No habían perdido la
esperanza de volver a ver a su hija con vida pese al tiempo transcurrido;
sucumbir a la resignación de su perdida habría significado la muerte anímica
del joven matrimonio. La pequeña llevaba cuatro años desaparecida desde que se
perdió en la frondosidad de aquel bosque cercano a la ciudad, pero su cuerpo
nunca fué hallado, y al no existir evidencias claras de su muerte, esta nunca
se produjo; poco importaban las bajas temperaturas nocturnas, las alimañas y
las duras condiciones de la naturaleza; aquella delicada criatura seguía con
vida oculta en cualquier lugar y volver a encontrarla era sólo cuestión de
tiempo.
Y así fué: era una mañana
soleada de Primavera cuando la vieron correteando por el parque; la observaron
desde lejos y corría de espaldas a ellos, iba vestida con el mismo impermeable
rojo que llevaba puesto el día de su desaparición, y tenía la capucha puesta,
igual que aquella fría tarde de Diciembre, tenía la misma estatura que cuatro
años atrás; su aspecto no había cambiado, el tiempo parecía haberse detenido en
aquella fatídica tarde de Invierno, pero poco importaban los detalles: la
emoción de aquel ansiado reencuentro nubló la cabeza de ambos de tal manera que
sin pensarlo dos veces, echaron a correr tras aquella figura encogida
llamandola a gritos por el nombre de su hija.
La mujer fué quedando
atrás, incapaz de seguir el ritmo de aquella carrera desaforada, poco a poco
fué perdiendo el resuello hasta que agotada y desfallecida, terminó cayendo al
suelo mientras repetía entre sollozos el nombre de su hija.

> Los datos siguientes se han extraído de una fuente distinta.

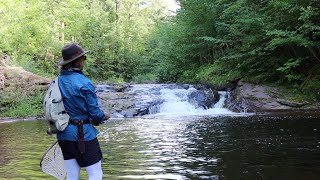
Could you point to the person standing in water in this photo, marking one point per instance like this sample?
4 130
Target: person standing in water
78 142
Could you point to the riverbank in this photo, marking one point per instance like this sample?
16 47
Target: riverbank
19 86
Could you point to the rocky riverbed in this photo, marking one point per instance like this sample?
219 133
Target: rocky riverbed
121 100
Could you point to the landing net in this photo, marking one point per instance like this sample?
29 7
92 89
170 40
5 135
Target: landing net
52 162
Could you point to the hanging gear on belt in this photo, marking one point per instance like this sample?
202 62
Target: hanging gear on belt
79 124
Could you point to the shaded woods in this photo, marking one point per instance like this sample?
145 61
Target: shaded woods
210 41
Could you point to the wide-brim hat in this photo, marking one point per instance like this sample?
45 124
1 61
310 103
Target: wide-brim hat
71 52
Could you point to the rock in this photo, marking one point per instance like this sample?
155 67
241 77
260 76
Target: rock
15 81
204 99
252 98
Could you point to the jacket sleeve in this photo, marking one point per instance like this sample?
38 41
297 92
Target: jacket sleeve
95 112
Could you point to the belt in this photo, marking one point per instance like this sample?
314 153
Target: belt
76 122
79 124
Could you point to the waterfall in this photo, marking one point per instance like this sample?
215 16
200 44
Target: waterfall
175 102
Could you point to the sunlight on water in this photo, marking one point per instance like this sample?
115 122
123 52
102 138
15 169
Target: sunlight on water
181 148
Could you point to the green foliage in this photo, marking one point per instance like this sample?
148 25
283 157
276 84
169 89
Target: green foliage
23 105
33 32
262 41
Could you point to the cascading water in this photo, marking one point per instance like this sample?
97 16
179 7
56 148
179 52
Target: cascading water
172 100
176 103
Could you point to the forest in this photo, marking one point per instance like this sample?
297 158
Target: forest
207 41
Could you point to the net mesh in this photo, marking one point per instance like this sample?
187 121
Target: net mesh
52 162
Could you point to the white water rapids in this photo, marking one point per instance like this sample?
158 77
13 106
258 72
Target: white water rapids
175 101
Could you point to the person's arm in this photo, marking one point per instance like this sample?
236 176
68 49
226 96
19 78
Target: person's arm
96 113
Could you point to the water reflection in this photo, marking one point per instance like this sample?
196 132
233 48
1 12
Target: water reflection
224 148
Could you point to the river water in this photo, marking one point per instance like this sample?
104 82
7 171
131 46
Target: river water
218 147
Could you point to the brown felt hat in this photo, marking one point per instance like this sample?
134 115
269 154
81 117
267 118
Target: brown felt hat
71 52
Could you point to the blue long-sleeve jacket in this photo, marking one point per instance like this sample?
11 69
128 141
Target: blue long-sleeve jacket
81 103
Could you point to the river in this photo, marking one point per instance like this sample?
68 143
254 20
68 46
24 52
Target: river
219 147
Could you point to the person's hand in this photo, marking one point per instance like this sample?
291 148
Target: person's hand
107 116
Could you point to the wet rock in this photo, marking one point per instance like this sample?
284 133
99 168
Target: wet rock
204 99
254 98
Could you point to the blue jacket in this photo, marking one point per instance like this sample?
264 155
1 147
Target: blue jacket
81 103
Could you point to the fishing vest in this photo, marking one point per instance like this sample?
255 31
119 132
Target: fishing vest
53 106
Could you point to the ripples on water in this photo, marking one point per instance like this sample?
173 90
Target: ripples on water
233 147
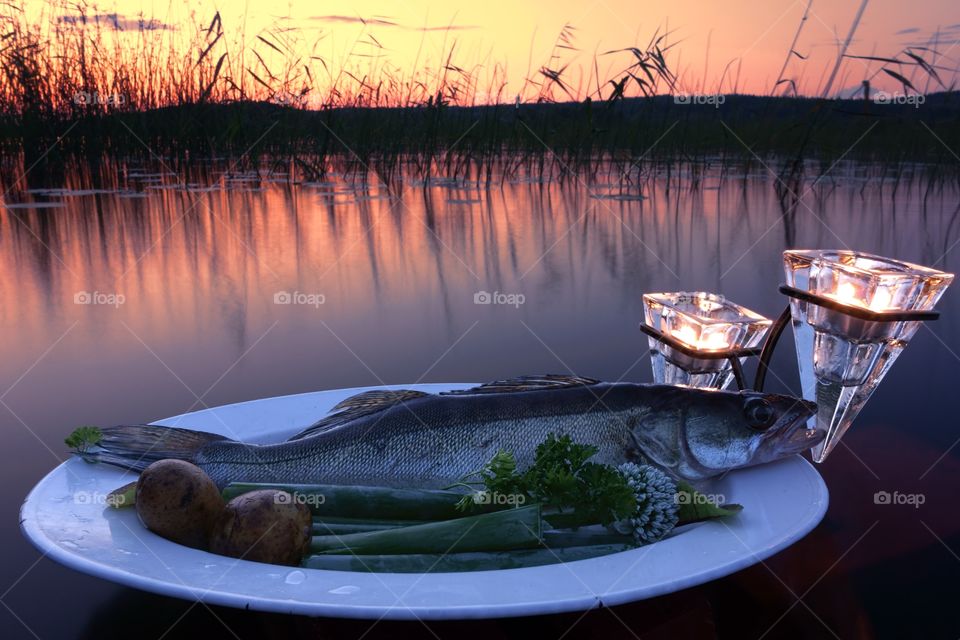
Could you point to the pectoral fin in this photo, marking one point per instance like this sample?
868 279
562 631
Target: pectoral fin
362 404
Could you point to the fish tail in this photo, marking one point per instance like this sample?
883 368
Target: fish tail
135 447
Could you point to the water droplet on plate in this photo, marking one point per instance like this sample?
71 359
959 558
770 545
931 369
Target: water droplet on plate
345 590
295 577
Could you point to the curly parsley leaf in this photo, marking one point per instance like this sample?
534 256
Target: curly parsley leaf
83 438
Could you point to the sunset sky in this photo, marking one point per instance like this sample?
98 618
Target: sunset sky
520 34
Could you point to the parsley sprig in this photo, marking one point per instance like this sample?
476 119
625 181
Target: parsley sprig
572 490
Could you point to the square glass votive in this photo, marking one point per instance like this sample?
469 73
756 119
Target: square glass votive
703 322
843 357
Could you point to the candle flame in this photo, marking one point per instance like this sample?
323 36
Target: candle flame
688 335
881 299
847 292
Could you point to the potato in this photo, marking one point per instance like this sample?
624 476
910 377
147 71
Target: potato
263 526
178 501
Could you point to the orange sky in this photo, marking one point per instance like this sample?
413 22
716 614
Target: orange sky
521 33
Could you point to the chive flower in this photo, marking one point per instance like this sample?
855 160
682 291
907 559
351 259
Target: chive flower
657 507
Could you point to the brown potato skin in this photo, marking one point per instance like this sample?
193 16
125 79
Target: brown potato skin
178 501
263 526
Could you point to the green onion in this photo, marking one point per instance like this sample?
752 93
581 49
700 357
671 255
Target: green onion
498 531
380 503
467 561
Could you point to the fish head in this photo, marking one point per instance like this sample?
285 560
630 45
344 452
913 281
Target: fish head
728 430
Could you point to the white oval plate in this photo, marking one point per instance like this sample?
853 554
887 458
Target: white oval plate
66 518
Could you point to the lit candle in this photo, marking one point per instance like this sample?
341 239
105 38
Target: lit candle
843 358
707 324
688 335
847 294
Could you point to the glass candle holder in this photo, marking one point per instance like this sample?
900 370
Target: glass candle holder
853 327
704 323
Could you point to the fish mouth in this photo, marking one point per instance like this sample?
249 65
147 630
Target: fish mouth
801 440
792 436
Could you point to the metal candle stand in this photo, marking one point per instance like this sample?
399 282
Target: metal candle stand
776 330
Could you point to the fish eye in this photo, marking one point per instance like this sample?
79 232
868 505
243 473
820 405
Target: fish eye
759 413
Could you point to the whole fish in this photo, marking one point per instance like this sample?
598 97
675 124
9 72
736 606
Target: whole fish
414 439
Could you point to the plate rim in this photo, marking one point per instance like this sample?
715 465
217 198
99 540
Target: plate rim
33 531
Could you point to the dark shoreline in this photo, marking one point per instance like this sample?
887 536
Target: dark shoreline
739 129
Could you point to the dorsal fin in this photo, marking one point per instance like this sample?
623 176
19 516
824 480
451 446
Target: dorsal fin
527 383
356 406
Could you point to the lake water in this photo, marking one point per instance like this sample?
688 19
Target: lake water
131 294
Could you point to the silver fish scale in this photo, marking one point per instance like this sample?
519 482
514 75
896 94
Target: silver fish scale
433 441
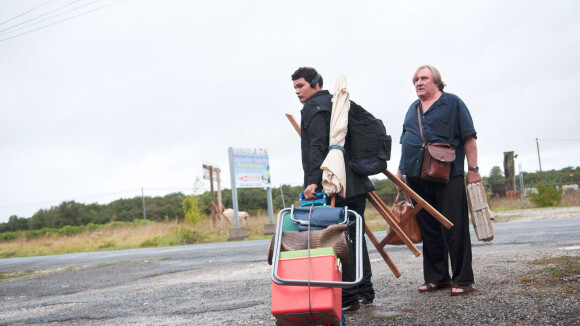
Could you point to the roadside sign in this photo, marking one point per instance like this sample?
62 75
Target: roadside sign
251 168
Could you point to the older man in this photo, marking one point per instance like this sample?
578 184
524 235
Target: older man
444 119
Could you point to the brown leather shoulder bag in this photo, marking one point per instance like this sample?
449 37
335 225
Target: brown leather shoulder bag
437 158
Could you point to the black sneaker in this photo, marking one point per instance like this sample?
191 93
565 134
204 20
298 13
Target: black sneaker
351 307
367 300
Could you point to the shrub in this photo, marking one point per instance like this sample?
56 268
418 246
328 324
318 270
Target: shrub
547 195
191 209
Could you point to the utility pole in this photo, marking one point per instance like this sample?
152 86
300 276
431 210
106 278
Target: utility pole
143 201
540 161
284 203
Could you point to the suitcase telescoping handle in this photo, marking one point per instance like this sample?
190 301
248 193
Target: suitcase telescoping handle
318 283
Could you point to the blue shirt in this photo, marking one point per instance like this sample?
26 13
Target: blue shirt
447 121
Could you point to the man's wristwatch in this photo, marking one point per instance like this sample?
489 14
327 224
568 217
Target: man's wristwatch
474 168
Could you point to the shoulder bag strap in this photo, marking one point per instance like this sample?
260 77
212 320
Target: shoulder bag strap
420 126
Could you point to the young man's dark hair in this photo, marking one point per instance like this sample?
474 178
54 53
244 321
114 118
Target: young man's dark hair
309 74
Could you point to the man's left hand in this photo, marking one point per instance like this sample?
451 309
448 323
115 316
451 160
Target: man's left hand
473 177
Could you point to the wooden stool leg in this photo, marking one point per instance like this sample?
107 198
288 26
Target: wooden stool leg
382 252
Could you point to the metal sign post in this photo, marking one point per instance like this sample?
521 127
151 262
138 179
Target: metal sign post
250 168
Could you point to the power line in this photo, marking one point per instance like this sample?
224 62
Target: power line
34 18
559 139
61 21
31 10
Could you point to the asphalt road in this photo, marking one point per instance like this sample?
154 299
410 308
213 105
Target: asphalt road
209 284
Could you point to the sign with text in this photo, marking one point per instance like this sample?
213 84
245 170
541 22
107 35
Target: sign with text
251 168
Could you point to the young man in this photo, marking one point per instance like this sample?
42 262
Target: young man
315 127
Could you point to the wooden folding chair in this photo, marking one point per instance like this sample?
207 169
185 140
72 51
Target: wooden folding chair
387 214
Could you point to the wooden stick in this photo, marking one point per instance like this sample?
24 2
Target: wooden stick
419 200
389 217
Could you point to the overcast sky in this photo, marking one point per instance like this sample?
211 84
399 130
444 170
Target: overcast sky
141 93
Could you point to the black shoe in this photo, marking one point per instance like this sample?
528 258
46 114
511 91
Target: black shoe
351 307
367 300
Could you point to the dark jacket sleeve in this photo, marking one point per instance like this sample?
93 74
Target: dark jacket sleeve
318 138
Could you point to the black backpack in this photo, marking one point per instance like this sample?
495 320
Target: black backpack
367 145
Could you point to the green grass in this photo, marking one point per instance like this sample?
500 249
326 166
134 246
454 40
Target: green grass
554 276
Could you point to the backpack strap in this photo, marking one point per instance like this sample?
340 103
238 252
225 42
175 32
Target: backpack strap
319 108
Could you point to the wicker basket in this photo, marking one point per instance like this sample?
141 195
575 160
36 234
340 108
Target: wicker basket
481 215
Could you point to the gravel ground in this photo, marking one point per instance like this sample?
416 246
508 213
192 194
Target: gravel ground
166 292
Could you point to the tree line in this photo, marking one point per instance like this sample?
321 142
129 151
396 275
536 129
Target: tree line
251 200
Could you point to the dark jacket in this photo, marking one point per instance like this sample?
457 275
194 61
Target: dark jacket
315 127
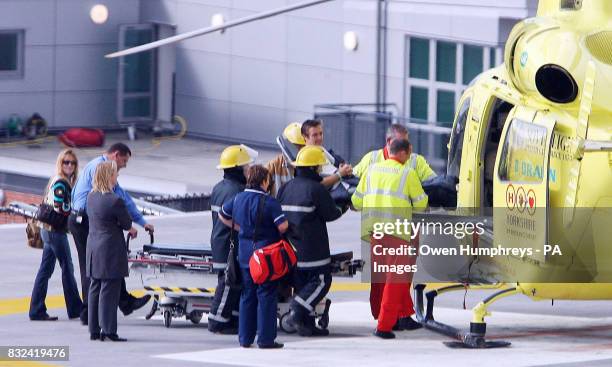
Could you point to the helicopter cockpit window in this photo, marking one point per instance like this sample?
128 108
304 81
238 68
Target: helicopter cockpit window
522 157
456 148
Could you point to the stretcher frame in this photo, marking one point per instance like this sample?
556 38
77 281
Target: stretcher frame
182 284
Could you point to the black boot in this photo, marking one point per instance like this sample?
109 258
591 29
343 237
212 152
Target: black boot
407 323
384 334
274 345
111 337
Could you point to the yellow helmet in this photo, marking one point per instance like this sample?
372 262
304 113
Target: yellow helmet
293 133
309 156
235 156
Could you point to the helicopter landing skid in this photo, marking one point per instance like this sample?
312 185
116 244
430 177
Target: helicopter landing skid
475 338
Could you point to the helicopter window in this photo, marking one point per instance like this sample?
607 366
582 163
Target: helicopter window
456 148
522 156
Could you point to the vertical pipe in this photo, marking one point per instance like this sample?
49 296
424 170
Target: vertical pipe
381 55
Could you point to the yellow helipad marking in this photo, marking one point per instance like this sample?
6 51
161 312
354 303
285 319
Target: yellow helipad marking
350 287
14 306
25 364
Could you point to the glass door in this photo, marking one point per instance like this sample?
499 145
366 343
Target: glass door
136 87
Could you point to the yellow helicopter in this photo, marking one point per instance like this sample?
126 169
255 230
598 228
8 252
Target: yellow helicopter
532 148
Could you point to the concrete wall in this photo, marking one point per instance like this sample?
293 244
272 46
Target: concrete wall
246 83
249 82
66 78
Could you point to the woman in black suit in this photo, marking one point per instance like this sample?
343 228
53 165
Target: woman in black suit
107 260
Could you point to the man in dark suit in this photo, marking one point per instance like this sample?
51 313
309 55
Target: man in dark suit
79 227
107 259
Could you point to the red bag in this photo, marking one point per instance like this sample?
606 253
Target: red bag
272 262
82 137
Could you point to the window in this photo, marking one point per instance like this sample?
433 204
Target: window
445 107
437 72
419 58
472 62
11 53
522 157
456 147
418 103
446 60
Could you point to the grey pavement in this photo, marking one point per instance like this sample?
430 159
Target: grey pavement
564 334
159 167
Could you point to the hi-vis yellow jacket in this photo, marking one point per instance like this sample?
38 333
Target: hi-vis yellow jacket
387 193
416 161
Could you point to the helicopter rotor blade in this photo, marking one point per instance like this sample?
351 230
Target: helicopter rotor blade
202 31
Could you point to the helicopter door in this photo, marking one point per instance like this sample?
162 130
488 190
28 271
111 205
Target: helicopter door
520 214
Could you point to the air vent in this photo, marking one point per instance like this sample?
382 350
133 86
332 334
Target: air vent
556 84
600 46
571 4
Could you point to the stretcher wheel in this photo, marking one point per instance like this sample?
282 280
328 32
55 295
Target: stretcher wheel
195 317
167 318
284 324
324 321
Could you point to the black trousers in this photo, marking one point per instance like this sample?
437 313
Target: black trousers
310 287
80 231
224 308
104 299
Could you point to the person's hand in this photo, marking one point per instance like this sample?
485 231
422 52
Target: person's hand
345 169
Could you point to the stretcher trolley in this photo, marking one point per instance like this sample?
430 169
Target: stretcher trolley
181 279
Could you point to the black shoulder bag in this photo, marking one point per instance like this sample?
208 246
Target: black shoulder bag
46 212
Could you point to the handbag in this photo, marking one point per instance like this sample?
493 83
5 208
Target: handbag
33 234
273 261
46 213
233 280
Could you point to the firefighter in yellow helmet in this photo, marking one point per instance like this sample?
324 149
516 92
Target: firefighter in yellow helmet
280 169
389 192
308 205
416 161
234 161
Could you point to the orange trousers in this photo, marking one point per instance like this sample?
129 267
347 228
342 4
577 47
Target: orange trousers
391 300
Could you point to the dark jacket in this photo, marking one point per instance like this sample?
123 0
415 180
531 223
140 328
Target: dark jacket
106 248
308 206
223 192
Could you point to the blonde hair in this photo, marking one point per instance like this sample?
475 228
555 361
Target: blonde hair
58 166
102 178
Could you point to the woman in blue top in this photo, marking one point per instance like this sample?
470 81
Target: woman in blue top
257 302
56 245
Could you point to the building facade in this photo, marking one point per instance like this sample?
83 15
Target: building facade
246 83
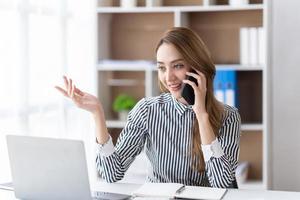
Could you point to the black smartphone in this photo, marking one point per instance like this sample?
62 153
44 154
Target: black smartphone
188 92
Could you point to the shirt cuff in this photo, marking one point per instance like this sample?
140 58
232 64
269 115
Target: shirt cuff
212 150
106 149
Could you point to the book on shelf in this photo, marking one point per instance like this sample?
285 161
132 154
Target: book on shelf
252 46
177 190
225 86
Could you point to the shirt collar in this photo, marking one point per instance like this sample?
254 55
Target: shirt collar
180 107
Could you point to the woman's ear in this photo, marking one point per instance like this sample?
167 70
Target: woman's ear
162 87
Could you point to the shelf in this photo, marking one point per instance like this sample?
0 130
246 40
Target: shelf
238 67
161 9
124 82
252 185
126 65
121 124
252 127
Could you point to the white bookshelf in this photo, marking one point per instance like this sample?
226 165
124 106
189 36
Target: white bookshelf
126 41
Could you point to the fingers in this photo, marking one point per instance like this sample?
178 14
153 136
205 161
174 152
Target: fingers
200 77
192 84
77 91
71 90
64 92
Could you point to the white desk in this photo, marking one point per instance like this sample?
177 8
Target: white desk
232 194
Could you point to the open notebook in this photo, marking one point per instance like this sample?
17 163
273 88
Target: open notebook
177 190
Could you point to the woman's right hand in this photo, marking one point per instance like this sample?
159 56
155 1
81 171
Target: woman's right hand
82 99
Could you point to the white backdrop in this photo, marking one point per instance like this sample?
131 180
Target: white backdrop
40 40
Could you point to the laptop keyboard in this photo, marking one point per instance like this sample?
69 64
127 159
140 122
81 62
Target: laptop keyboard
97 195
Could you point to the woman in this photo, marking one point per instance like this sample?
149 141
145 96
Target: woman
190 144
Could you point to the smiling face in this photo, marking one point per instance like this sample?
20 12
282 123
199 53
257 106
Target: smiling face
172 69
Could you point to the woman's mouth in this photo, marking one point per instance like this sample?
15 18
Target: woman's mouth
174 87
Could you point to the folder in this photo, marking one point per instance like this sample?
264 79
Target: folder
225 86
219 85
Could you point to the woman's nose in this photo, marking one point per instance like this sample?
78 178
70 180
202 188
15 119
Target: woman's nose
169 75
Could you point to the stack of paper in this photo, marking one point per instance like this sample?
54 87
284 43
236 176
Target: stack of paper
176 190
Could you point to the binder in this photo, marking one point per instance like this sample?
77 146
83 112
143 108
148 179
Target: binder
219 86
225 86
230 88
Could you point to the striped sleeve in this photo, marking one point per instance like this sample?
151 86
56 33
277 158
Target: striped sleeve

Pero él prosiguió
su persecución a través del parque bordeando el embarcadero y pasando bajo la
estación metereológica, dejando atrás el zoológico y los museos hasta
internarse en lo más recóndito del parque, más allá del colector, donde dormían
los vagabundos. Fué allí, bajo el arco del puente donde pudo darle alcance; su
mente, perdida de emoción no veía más allá de aquel impermeable rojo y cuando
se agachó para abrazar a aquel ser diminuto, sintió una fuerte punzada a la
altura del corazón seguida de un intenso mareo que nubló su vista y enmudeció
sus pensamientos. El cuchillo se había hundido hasta la altura del mango, pero
antes de morir, pudo ver el rostro macrocéfalo y deforme que se ocultaba tras
la capucha; la mueca burlona de aquel enano vagabundo que seguía vistiendo el
mismo impermeable rojo que encontró cuatro años atrás flotando en el río
mientras merodeaba por aquel bosque a las afueras de la ciudad.